A Ukrainian soldier sitting on the ground holding a drone up to the sky.
China recently implemented new export restrictions on drone components, posing a challenge for Ukrainian forces.
  • Chinese consumer drones are essential to Ukraine's war effort.
  • But recent restrictions placed by China on exporting drones have complicated things.
  • Ukraine is now trying to source consumer drones and their parts from elsewhere — no easy task.

China implemented a new rule earlier this month restricting the export of civilian drone materials, citing concerns about their use in foreign wars.

The move came more than a year after DJI, a major Chinese technology company, stopped selling drones to Russia and Ukraine. DJI also cited concerns that the two countries were using their products for military operations. 

It was true. They were. For Ukraine, these low-cost, Chinese-made drones have become essential to the war effort. Ukrainians retrofit the consumer drones in all kinds of ways so they can deliver added payloads on Russian forces and territory. Ukraine burns through thousands of them every month. 
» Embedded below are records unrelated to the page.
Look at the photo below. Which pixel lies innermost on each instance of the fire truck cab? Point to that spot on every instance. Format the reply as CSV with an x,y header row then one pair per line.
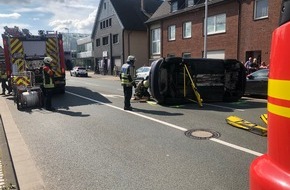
x,y
25,52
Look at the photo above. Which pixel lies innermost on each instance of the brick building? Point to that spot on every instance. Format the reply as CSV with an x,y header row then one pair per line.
x,y
236,29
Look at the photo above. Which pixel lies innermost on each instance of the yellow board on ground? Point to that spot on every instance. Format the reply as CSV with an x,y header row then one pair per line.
x,y
246,125
264,118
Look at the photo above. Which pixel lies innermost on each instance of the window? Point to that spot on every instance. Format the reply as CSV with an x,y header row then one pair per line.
x,y
174,6
110,22
190,3
171,33
98,42
105,40
216,24
187,30
155,41
115,38
261,9
186,55
219,54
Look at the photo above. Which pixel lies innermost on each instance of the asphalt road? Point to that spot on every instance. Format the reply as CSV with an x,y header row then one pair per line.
x,y
90,142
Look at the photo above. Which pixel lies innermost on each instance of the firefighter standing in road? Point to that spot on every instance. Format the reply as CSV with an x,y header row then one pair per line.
x,y
48,82
126,76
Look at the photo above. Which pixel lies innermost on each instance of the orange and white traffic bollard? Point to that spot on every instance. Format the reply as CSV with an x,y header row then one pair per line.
x,y
272,170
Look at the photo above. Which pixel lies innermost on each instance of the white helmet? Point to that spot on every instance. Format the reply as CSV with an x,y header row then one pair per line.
x,y
47,60
131,58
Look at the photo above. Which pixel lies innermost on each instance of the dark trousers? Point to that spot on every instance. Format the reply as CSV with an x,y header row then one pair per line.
x,y
48,95
4,86
128,95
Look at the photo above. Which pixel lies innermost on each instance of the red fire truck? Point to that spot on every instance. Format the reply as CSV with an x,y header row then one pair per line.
x,y
24,52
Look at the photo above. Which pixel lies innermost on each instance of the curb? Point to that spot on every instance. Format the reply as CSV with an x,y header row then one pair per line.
x,y
27,174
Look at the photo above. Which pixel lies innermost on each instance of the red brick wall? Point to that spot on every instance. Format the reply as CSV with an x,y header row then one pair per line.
x,y
255,35
195,45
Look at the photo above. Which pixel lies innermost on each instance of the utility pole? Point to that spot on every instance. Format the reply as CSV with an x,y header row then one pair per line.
x,y
205,29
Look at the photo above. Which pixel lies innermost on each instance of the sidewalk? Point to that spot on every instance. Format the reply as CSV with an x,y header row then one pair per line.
x,y
27,174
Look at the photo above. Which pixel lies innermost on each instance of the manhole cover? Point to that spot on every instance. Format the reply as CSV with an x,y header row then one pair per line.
x,y
202,134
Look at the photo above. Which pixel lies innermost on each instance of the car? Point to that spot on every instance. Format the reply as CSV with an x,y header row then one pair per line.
x,y
79,71
257,83
215,80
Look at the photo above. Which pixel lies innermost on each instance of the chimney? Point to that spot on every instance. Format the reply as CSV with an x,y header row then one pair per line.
x,y
143,10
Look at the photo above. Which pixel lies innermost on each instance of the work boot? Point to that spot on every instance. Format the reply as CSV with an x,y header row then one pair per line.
x,y
129,108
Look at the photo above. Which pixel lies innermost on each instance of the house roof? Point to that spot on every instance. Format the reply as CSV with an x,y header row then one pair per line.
x,y
131,14
164,10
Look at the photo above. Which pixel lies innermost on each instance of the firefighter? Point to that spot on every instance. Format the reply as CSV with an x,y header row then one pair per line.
x,y
48,83
141,91
126,76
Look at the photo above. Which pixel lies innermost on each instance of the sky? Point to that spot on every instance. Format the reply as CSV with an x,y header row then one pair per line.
x,y
73,16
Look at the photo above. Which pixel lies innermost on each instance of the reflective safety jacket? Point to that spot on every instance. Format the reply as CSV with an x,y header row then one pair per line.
x,y
48,81
3,75
127,71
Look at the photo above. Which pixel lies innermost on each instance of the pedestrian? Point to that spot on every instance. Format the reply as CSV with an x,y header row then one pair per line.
x,y
127,81
254,66
248,64
48,83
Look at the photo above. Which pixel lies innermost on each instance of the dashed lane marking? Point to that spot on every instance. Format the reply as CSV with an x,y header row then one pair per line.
x,y
170,125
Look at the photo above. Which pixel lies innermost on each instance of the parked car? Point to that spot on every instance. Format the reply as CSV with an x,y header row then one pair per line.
x,y
142,73
79,71
257,83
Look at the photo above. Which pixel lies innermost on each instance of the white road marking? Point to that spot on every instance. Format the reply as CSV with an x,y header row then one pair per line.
x,y
224,107
170,125
111,95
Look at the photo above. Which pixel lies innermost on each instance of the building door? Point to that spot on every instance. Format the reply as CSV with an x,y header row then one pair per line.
x,y
254,54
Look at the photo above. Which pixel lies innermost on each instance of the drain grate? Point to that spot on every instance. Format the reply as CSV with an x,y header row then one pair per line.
x,y
202,134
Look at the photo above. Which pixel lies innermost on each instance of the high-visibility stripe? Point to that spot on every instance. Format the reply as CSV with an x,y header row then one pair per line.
x,y
279,110
279,102
25,81
52,51
17,48
279,89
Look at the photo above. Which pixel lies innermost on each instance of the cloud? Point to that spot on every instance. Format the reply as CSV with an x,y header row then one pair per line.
x,y
78,25
12,15
15,2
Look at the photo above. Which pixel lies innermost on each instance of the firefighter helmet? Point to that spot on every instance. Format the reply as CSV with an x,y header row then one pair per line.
x,y
47,60
131,58
146,83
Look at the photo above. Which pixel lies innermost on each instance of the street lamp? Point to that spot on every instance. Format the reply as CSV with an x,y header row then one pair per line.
x,y
205,30
67,39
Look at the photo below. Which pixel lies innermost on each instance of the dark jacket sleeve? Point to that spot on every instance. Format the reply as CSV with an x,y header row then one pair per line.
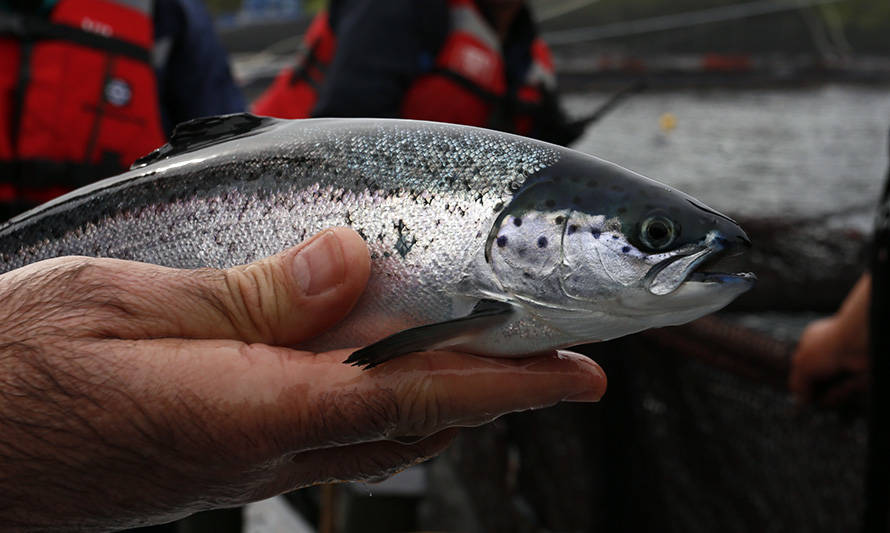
x,y
382,46
194,79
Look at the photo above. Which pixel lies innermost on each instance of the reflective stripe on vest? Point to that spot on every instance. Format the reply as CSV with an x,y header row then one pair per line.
x,y
79,95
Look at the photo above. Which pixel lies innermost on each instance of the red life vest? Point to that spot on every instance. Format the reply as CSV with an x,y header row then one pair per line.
x,y
78,96
466,86
295,90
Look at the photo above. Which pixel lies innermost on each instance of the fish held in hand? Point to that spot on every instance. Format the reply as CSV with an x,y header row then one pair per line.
x,y
480,241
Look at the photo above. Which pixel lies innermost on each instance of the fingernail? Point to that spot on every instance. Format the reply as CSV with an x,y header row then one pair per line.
x,y
320,266
593,394
586,396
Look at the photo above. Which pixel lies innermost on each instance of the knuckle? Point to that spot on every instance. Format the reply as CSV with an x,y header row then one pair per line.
x,y
252,301
422,406
345,417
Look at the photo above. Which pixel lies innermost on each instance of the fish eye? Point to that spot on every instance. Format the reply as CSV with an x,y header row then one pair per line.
x,y
658,232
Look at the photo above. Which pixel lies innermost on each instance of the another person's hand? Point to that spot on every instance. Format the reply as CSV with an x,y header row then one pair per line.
x,y
831,359
134,394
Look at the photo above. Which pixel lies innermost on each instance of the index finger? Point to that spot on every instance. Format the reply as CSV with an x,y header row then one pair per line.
x,y
290,401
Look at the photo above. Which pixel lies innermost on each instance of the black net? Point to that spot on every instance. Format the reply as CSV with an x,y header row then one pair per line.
x,y
704,441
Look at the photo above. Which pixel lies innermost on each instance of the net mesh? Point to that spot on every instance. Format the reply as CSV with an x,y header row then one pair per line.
x,y
677,444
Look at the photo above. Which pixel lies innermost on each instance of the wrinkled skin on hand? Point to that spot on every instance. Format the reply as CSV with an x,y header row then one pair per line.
x,y
133,394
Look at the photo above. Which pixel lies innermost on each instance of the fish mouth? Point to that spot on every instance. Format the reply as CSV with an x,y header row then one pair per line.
x,y
689,267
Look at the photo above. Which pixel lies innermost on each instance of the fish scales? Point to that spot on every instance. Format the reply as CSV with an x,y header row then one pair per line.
x,y
479,240
429,191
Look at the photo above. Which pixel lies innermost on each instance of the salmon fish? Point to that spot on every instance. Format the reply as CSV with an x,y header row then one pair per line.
x,y
480,241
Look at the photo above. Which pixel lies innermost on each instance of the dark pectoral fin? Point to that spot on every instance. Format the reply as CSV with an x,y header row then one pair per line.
x,y
486,314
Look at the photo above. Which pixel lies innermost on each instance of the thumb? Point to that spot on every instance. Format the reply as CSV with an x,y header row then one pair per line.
x,y
283,299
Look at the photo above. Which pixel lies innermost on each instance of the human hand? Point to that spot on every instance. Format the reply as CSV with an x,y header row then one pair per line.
x,y
133,394
831,358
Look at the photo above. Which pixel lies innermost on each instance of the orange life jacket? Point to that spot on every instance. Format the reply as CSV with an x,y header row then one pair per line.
x,y
466,86
78,96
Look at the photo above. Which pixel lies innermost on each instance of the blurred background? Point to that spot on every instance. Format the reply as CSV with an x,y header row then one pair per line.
x,y
775,112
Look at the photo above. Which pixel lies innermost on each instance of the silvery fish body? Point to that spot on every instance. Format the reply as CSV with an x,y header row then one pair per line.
x,y
494,243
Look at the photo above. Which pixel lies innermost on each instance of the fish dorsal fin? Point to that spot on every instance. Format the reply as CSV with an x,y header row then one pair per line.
x,y
207,131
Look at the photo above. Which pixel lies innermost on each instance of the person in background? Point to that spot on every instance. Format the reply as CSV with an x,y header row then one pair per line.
x,y
855,342
478,63
134,394
89,86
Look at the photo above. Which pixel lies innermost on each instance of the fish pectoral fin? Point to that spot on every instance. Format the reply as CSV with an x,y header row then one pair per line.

So the new restrictions have hurt Ukraine's ability to obtain the tech they need, widening Russia's advantage as winter approaches. Nearly one month after the export restrictions went into effect, Ukraine is now scrambling to source consumer drones and their parts from anywhere they can.

"At night we do bombing missions, and during the day we think about how to get new drones," Oles Maliarevych, a Ukrainian officer who helps supply drones for his unit, told The New York Times.

One Ukrainian, the Times reported, brought back a couple from a recent trip to Boston, Mass.